Tito tenía apenas 2 años cuando sus padres partieron de la colonia con su hermano mayor a Buenos Aires, a buscar mejor suerte. No había suficiente para llevarse al pequeño también con ellos. Fue por eso que Tito quedó en el campo, al cuidado de su abuelo en Avigdor, durante varios años. Cuando cumplió 8 años, entendieron que era tiempo de encontrarle alguna escuela, para que aprenda de una vez el castellano local, por lo que se fue de Avigdor para no volver. Pero toda esa primera infancia la vivió junto a su vecino del campo de enfrente, Manfredo. Inseparables. Ve-nafshó keshurá benafshó. Un alma atada a otra alma.

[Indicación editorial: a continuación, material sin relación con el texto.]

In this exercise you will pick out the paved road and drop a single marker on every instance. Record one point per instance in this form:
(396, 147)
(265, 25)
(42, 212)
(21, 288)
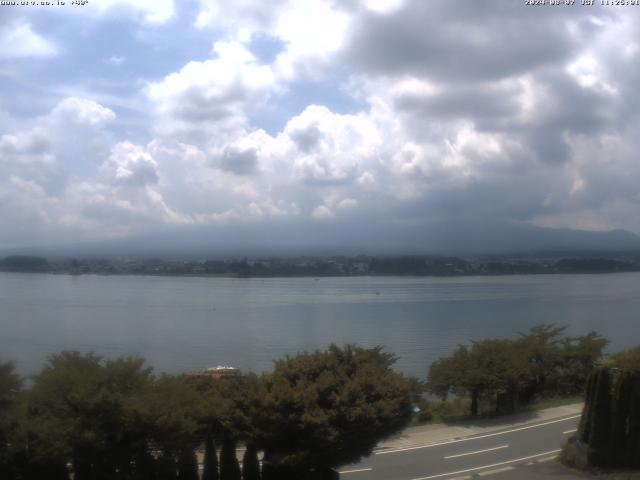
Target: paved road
(478, 455)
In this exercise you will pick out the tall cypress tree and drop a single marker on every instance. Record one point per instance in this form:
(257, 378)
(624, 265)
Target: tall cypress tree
(187, 465)
(250, 463)
(166, 467)
(598, 453)
(210, 471)
(229, 467)
(584, 429)
(633, 432)
(622, 390)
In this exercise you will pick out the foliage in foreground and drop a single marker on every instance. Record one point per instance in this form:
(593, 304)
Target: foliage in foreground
(510, 373)
(610, 423)
(101, 419)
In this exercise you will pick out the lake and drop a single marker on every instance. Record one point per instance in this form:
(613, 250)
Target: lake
(186, 323)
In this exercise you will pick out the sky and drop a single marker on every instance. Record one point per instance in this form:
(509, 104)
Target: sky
(121, 118)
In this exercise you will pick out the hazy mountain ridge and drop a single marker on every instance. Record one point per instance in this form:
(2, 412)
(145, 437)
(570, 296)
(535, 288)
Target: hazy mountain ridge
(443, 238)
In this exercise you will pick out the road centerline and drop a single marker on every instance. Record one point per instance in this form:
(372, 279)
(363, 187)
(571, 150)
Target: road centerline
(358, 470)
(478, 437)
(515, 460)
(476, 452)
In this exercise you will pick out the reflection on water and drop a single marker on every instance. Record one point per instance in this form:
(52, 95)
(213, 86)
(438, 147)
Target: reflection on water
(180, 323)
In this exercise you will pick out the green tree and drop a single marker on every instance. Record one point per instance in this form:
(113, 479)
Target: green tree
(599, 437)
(579, 357)
(541, 346)
(494, 369)
(328, 408)
(187, 465)
(229, 467)
(10, 389)
(628, 360)
(210, 467)
(250, 463)
(94, 413)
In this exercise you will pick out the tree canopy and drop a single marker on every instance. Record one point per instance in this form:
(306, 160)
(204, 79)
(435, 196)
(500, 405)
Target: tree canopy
(332, 407)
(508, 372)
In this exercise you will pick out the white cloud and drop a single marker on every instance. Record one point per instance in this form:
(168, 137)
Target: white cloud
(130, 164)
(322, 212)
(80, 110)
(115, 60)
(155, 11)
(312, 31)
(20, 41)
(211, 98)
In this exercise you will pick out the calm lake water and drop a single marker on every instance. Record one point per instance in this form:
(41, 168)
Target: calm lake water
(180, 323)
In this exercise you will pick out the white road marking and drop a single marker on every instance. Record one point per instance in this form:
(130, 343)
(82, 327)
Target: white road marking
(355, 471)
(494, 471)
(479, 451)
(546, 459)
(385, 452)
(515, 460)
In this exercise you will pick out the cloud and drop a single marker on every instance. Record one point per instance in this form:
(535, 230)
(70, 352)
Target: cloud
(115, 60)
(18, 40)
(130, 164)
(155, 12)
(311, 32)
(323, 213)
(211, 98)
(83, 111)
(368, 111)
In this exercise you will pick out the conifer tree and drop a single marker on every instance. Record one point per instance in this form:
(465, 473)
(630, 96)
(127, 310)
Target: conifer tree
(598, 453)
(187, 465)
(229, 467)
(250, 464)
(210, 471)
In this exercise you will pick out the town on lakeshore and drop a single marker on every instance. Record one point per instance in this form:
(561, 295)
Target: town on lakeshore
(418, 265)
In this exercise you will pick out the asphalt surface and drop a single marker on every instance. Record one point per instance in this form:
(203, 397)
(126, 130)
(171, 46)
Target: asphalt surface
(495, 453)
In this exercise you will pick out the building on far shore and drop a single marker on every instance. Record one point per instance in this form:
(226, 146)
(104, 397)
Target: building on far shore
(215, 373)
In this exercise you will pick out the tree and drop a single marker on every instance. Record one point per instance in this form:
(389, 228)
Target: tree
(10, 389)
(492, 369)
(187, 465)
(250, 464)
(328, 408)
(229, 467)
(210, 467)
(579, 357)
(628, 360)
(541, 347)
(599, 437)
(92, 413)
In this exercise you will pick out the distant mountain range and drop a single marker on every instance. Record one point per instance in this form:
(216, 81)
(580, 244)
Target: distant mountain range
(332, 238)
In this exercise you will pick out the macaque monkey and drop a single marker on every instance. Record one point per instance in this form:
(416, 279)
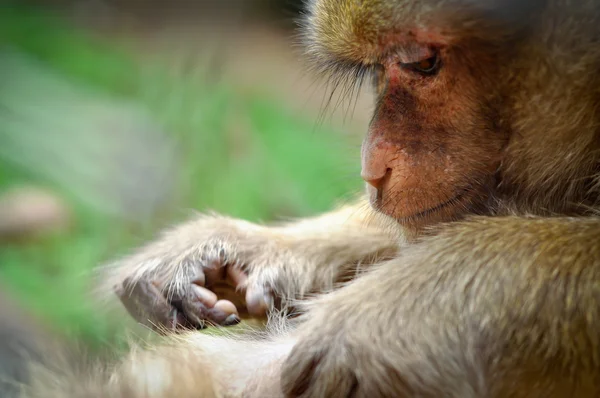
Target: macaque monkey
(474, 268)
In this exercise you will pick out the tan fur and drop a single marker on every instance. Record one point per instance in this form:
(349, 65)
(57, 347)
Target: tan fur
(493, 295)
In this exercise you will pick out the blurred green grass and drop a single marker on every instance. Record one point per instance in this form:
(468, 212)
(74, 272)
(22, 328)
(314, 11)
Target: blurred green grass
(242, 154)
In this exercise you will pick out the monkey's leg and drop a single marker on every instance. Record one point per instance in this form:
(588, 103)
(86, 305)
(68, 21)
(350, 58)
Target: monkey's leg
(172, 282)
(492, 307)
(193, 365)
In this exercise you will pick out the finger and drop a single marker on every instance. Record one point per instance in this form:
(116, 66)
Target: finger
(146, 304)
(258, 300)
(214, 272)
(224, 313)
(237, 277)
(201, 306)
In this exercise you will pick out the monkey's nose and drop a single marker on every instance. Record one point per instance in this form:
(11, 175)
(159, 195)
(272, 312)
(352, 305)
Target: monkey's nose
(375, 179)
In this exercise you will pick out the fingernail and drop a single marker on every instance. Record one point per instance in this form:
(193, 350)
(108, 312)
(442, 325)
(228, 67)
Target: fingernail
(204, 296)
(225, 306)
(199, 280)
(231, 320)
(257, 302)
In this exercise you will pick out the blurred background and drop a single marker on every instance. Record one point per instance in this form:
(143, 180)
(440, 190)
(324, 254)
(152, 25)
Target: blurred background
(121, 117)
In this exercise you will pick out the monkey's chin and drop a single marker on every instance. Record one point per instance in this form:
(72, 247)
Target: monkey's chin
(417, 219)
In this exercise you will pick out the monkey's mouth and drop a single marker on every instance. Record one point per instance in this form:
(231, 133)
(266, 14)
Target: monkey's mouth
(458, 198)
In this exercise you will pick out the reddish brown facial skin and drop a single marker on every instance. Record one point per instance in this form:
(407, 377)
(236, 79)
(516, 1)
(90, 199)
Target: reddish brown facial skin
(429, 154)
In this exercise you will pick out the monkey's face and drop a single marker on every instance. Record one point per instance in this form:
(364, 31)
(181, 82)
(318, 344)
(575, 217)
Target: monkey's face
(437, 136)
(431, 151)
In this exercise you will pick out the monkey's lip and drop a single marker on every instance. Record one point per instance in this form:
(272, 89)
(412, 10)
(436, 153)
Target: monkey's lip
(434, 209)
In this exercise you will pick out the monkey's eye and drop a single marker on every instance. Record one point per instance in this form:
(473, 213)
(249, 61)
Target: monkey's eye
(428, 66)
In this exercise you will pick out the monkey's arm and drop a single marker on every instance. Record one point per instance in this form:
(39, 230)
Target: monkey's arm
(491, 307)
(172, 282)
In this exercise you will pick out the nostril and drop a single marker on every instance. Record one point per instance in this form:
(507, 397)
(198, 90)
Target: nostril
(377, 180)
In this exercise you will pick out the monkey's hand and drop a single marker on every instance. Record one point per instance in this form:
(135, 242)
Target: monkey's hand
(180, 280)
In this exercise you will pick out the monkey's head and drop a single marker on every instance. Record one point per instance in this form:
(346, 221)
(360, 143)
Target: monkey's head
(476, 100)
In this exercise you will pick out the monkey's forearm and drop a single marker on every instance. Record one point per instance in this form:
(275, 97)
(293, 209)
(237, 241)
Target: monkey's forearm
(486, 308)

Tito hizo su vida y su familia en Buenos Aires. Mientras tanto, Manfredo se quedó en la Colonia, en su campo, toda su vida. Allí crió a sus hijos y a sus nietos que hoy estudian en Paraná. Los años y las décadas pasaron y Manfredo, con su boina, bigote tupido, y un bastón que asegura no necesitar, sigue siendo el arquetipo del gaucho judío. Pero aquella amistad con Tito, el hombre que creció en la gran ciudad, ese vínculo que nació desde el exilio, el caballo, el aire fresco de libertad, las penurias y los sueños, se mantuvo inalterable.

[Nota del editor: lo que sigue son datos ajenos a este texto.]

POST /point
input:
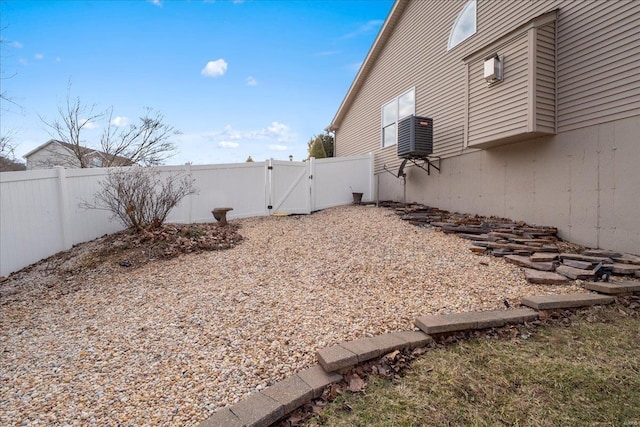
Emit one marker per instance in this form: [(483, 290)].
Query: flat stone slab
[(222, 418), (258, 410), (550, 302), (575, 273), (601, 253), (291, 393), (317, 378), (582, 265), (627, 259), (544, 277), (619, 268), (387, 343), (336, 357), (457, 322), (364, 348), (524, 261), (414, 339), (593, 259), (613, 288)]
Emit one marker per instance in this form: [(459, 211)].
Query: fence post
[(63, 204), (187, 167), (371, 174)]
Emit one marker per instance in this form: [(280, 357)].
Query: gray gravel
[(172, 341)]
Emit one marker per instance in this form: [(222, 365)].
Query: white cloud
[(214, 68), (120, 121), (365, 28), (327, 53), (228, 144), (86, 124)]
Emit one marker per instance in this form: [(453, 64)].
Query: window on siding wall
[(392, 112), (465, 25)]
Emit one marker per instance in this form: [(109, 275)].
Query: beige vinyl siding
[(545, 95), (597, 47), (501, 109)]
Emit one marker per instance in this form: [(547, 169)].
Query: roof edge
[(384, 34)]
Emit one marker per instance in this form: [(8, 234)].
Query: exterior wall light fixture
[(493, 68)]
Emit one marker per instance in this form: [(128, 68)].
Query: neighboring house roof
[(384, 34), (120, 161)]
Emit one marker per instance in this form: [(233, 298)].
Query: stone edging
[(267, 406)]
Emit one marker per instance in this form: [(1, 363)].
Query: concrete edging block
[(291, 393), (550, 302), (336, 357), (613, 288), (441, 323), (317, 378), (258, 410), (414, 339), (499, 318), (388, 342)]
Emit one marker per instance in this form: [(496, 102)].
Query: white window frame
[(395, 102), (459, 34)]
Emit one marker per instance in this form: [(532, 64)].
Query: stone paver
[(336, 357), (593, 259), (582, 265), (575, 273), (436, 324), (222, 418), (613, 288), (544, 277), (414, 339), (549, 302), (291, 393), (543, 257), (317, 378), (258, 410), (620, 268), (524, 261)]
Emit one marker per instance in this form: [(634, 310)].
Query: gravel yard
[(171, 341)]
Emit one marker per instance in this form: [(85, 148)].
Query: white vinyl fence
[(40, 211)]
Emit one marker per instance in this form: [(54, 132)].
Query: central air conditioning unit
[(415, 137)]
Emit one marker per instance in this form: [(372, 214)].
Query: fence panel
[(335, 178), (290, 191)]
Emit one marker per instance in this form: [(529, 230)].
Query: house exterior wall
[(584, 179)]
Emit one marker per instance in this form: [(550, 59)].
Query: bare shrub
[(139, 197)]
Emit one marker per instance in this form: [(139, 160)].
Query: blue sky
[(237, 78)]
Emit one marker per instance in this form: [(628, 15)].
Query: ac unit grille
[(415, 137)]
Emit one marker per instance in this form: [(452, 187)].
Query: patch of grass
[(587, 374)]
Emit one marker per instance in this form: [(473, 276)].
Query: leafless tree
[(139, 197), (74, 117), (147, 142)]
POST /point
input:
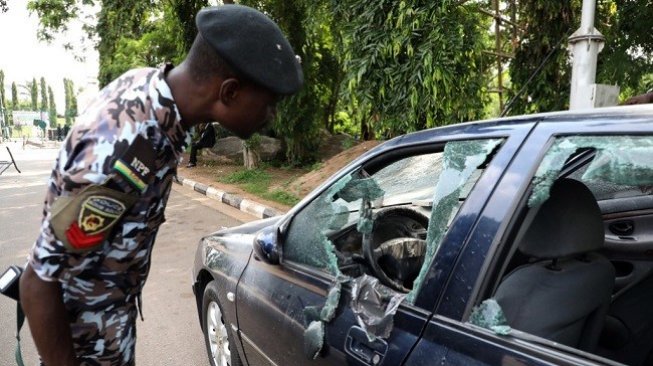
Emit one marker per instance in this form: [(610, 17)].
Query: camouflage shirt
[(100, 285)]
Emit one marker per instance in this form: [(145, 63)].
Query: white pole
[(585, 45)]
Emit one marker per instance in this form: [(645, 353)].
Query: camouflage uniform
[(102, 285)]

Después de 80 años de la partida de Tito de Avigdor y de la compañía de su amigo Manfredo, ambos estaban frente a la placa de recuerdo por los 6 millones de víctimas del Holocausto. Pero no eran sólo números los que se recordaban. Detrás de cada número había una historia. Y ésta, la de los dos hombres abrazándose entre lágrimas en medio del cementerio que todos veíamos, era una de ellas. Tito pidió decir unas palabras. Sin embargo, no miró a las más de 100 personas que habían llegado de varias otras localidades al evento esa mañana. El sólo miraba a su amigo Manfredo.
Las manos le temblaban, no por el frío sino por la emoción. Sólo agradecía. A la historia, a sus padres, a los pioneros, al sufrimiento, al sacrificio, a la tierra, al barro, a las ilusiones, y a la amistad. A la de su amigo de toda la vida. Agradecía saber que son los vínculos los que nos construyen. Que no son los lugares, ni las paredes, sino los lazos. Los que a pesar de las distancias que generan los kilómetros y los años hacen que las almas se mantengan unidas por siempre.
Una historia más que sucedió esa mañana. Tito viajó desde Buenos Aires con Juan, otro gran amigo suyo nacido en Avigdor. Hace unos 70 años atrás, Juan hacía su Bar Mitzvá en ese pequeño templo a la vera de la ruta en la Colonia. Con la voz quebrada me contaba el lugar exacto donde estaba parado aquella vez abrazado de esos mismos rollos de la Torá.
En el cementerio donde inauguramos el monumento lo encontré frente a una vieja lápida. Era la de su abuelo, uno de los primeros colonos. Allí estaba escrito su propio nombre, que heredó de ese abuelo. Cuando dijimos las oraciones tradicionales, Juan lloraba como cuando tenía 13 años, el día de su Bar Mitzvá. Porque hay almas que están atadas a otras almas. Más allá de cualquier distancia. Por siempre.
Amigos queridos. Amigos todos.
Cuando alguien importante en la vida parte, somos nosotros quienes quedamos partidos. A veces la distancia se mide en kilómetros porque parten lejos a algún otro lugar. Otras veces se mide en años, porque parten de este mundo a algún otro plano. Así de partidos, comenzamos a jugar un nuevo partido. El de aprender a que quizá los ojos no ven, pero el alma nunca olvida. Porque los ojos miden en espacio, pero el alma mide todo en tiempo.
No somos los lugares. Somos el tiempo. Somos el tiempo vivido con esas almas especiales. Somos nuestros vínculos. No son las paredes las que nos contienen, sino las historias. No es ningún espacio el que nos define, sino las almas a las que nos atamos en el tiempo. Las que siempre nos esperan con un abrazo que abriga, en el silencio cómplice que lo dice todo.